No one can see into the future, but you can predict a few things with uncanny accuracy, and one of those predictions is how you’ll age based on your current lifestyle … particularly if you’re sedentary.
Thanks to dozens of observations and studies of astronauts living in microgravity, we can see the many aspects of ageing almost right before our eyes because living in space is like an accelerated form of ageing, and for humans on earth, it’s pretty much like watching time-lapse photography.
Similarities Between Space Flight/Bed Rest and Aging
According to Dr. William Evans – an exercise scientist, pioneer in the field of age reversal, and one of NASA’s leading researchers of the effects of microgravity on ageing – prolonged space flight results in remarkable physical changes, which are astonishingly similar to our journey into old age.
After just a few weeks in microgravity, muscle cells will atrophy and become as weak as most sedentary 80-year-olds. Calcium will be leached from their bones at a greatly accelerated rate.
Normal bone growth will be upset, leaving their bones pitted with craters and liable to fracture. Imagine the bones as being like a wool sweater that has been eaten by moths. The astronauts’ balance will be highly compromised.

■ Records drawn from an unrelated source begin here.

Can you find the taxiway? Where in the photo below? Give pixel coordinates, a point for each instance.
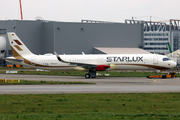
(103, 85)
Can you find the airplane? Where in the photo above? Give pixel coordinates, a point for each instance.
(85, 62)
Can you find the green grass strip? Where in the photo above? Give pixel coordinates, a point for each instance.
(138, 106)
(33, 82)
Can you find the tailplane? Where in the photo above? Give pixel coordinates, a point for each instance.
(17, 46)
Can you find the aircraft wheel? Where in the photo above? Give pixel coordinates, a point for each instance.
(164, 77)
(87, 75)
(14, 66)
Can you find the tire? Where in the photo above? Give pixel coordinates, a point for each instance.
(163, 76)
(14, 66)
(87, 76)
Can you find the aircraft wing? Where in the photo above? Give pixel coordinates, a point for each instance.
(83, 65)
(13, 60)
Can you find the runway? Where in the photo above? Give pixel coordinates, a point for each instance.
(103, 85)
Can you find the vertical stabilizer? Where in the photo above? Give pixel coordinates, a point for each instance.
(17, 46)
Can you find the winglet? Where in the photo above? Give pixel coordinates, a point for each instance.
(59, 58)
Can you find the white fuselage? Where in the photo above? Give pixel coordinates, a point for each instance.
(115, 61)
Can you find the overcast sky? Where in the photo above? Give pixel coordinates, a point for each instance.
(101, 10)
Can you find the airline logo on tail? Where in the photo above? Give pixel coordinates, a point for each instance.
(17, 42)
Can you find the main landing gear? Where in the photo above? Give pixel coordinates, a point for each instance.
(90, 74)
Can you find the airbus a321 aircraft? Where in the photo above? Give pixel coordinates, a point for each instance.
(91, 63)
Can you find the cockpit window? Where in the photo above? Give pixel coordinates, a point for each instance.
(166, 59)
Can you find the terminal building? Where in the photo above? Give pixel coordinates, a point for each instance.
(90, 37)
(157, 35)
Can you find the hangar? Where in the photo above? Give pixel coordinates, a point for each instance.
(42, 36)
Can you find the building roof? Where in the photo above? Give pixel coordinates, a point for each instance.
(113, 50)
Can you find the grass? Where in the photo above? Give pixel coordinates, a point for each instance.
(82, 73)
(33, 82)
(138, 106)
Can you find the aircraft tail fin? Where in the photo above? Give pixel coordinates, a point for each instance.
(17, 46)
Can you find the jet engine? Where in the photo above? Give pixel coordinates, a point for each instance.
(102, 67)
(2, 47)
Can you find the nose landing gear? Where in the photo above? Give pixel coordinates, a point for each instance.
(90, 74)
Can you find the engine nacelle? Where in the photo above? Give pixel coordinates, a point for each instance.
(2, 47)
(102, 67)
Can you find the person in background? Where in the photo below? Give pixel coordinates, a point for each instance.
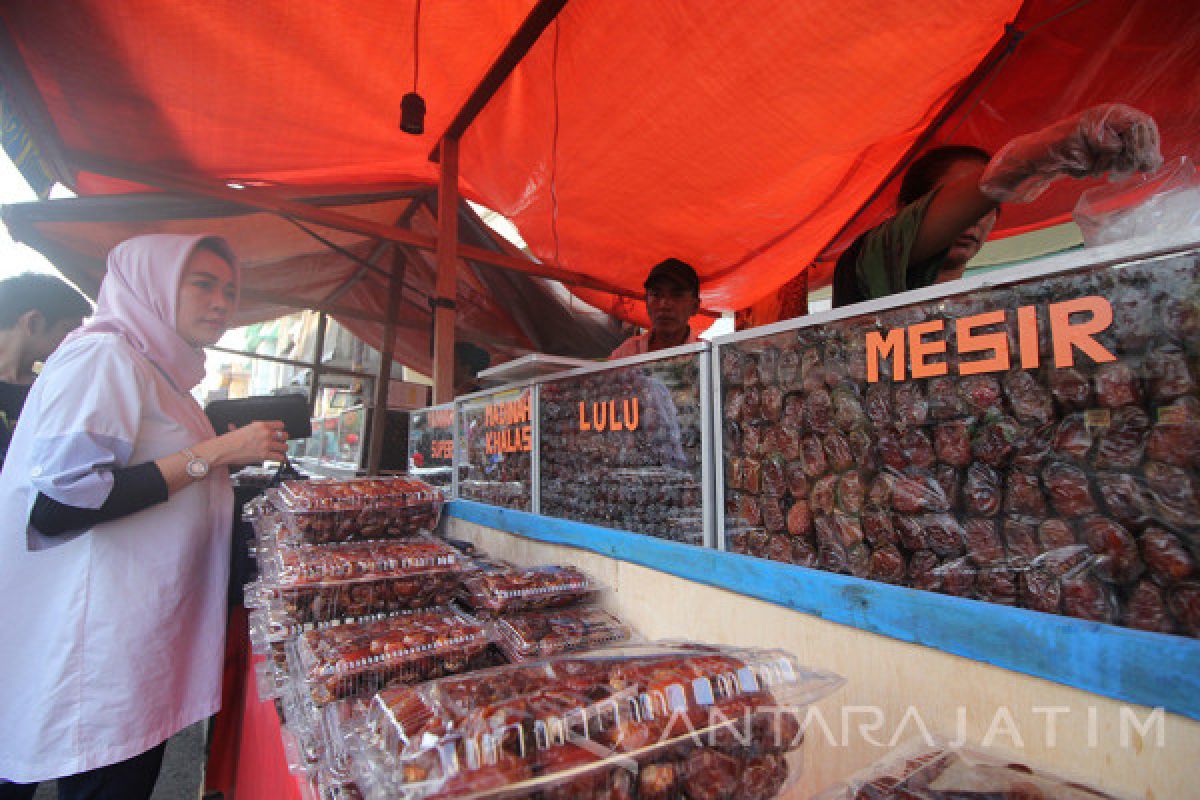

Along with reduced muscle mass and bone density, they will experience a decrease in aerobic capacity, strength, insulin sensitivity and growth hormone while experiencing an increase in cortisol production and risk of cancer and an immune system that is so weakened that even a minor infection can pose a significant threat.
Evolution “designed” us to move; in fact, our very health depends on it.
Several years ago, Dr. Evans conducted a series of weight-training studies with sixty, seventy, eighty- and ninety-year-old men and women. He found that strength gains were achieved by up to 175 percent in just a matter of weeks. Many participants increased their muscles’ size by 15 percent with just a few basic strength exercises.
With those bigger, stronger muscles, some of them were able to get out of their wheelchairs or put down their crutches and canes. Most were surprised to find that the simple act of building muscle with light – ten and fifteen-pound – weights was enough to transform their overall quality of life.
Most people think that ageing is an unstoppable force, a progressive slide into infirmity. Still, our long-term health is mainly determined by the lifestyle choices we make throughout our lives.
Diet and exercise affect our health at the cellular level far before we notice the physical signs of aging. If we invest in our health with the same approach for retirement … a little each day … we can enjoy a long lifespan and an equally long health span.
So let me ask you a question:
Did you make an investment into your health today? What about yesterday or the day before that or the day before that?
If your answer was “no,” you may want to begin giving this matter some earnest consideration because the tea leaves clearly tell … you will NOT age well.